As part of the project Commission staff identified and visited 32 different mobile traders operating around the country and spoke to mobile trader customers, community and non-government organisations. The project found mobile traders used similar sales methods, generally:

  • selling household goods from trucks or door-to-door using catalogues and brochures
  • selling predominantly in lower socio-economic areas and to those who may struggle to obtain credit through mainstream channels
  • offering goods perceived as desirable by the target market and often at lower quality than comparable goods in mainstream retail outlets
  • charging significantly higher prices than for comparable goods in mainstream retail outlets
  • selling goods on credit or layby
  • charging additional charges such as default fees for missed or cancelled payments, establishment fees and cancellation fees.

“Customers were found to be attracted by the convenience of mobile traders, the low weekly or fortnightly payments and the ‘easy’ credit as many traders do not complete credit checks. While the total price of an item may be significantly higher than in other stores, sometimes more than double, the relatively low repayments, often as little as $10 per week, were attractive,” said Ms Rawlings

The project found that mobile trader sales agreements or credit contracts were generally deficient. They often failed to outline basic details such as what the goods are, the exact payment terms, the total amount owed and the end date.

31 traders were found to not comply with all of their obligations under the FTA and CCCFA. Issues identified include making it difficult for customers to cancel agreements, obtaining multiple signed direct debit forms, continuing to take payments after an item is paid for, misleading and confusing representations, and a range of disclosure issues. Two of these traders are now under investigation by the Commission. The remaining 29 mobile traders have been advised of changes they must make to comply with the law.

“We will be revisiting the traders we have given compliance advice to in the coming months to check they have made changes and are now complying with the law. In the event they have not we will take further enforcement action, including criminal and civil proceedings where appropriate,” said Ms Rawlings.

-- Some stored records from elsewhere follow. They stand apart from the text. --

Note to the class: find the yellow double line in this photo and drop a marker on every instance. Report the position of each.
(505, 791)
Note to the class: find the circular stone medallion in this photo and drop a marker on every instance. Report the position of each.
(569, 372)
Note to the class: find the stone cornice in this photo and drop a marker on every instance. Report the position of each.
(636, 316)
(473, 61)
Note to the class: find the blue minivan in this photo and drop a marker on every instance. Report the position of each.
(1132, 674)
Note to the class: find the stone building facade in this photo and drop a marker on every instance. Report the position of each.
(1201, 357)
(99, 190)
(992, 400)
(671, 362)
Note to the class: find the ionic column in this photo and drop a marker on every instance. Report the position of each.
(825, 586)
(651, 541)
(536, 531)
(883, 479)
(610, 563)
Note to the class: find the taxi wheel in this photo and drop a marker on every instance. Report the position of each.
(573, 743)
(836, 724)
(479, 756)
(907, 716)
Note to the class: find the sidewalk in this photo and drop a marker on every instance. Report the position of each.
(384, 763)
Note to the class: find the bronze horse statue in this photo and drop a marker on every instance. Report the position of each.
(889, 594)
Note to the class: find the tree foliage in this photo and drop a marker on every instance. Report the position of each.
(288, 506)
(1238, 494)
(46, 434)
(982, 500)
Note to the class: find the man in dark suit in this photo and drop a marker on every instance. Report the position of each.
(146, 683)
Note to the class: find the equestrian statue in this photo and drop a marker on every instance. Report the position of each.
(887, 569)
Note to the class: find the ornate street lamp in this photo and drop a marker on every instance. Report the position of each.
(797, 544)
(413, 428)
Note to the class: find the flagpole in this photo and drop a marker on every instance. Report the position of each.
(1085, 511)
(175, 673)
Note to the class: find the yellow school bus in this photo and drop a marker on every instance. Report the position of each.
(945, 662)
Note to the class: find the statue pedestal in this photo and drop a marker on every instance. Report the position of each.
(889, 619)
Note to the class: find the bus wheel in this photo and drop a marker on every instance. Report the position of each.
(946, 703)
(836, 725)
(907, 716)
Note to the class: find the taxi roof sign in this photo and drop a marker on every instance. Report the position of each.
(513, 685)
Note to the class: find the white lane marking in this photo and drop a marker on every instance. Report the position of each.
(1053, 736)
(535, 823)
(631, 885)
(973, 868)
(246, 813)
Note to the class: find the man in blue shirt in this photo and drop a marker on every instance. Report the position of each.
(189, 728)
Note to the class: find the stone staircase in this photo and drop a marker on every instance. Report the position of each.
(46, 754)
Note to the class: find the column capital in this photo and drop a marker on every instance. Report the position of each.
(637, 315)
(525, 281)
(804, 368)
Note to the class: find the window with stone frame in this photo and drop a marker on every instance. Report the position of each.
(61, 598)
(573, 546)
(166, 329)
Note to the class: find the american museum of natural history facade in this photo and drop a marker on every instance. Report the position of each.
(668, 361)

Ongoing checks on mobile traders will take place as part of a second Commission mobile trader project over the next 12 months. “We are committed to increasing the levels of compliance and addressing non-compliance within the industry. While the Commission can, and will, take action on a number of business practices causing difficulties for consumers, others such as high prices and interest rates fall outside of the laws that we enforce. Currently there is no law in New Zealand that restricts the prices or interest rates traders can charge, other than the CCCFA requiring that interest charges are not oppressive,” said Ms Rawlings.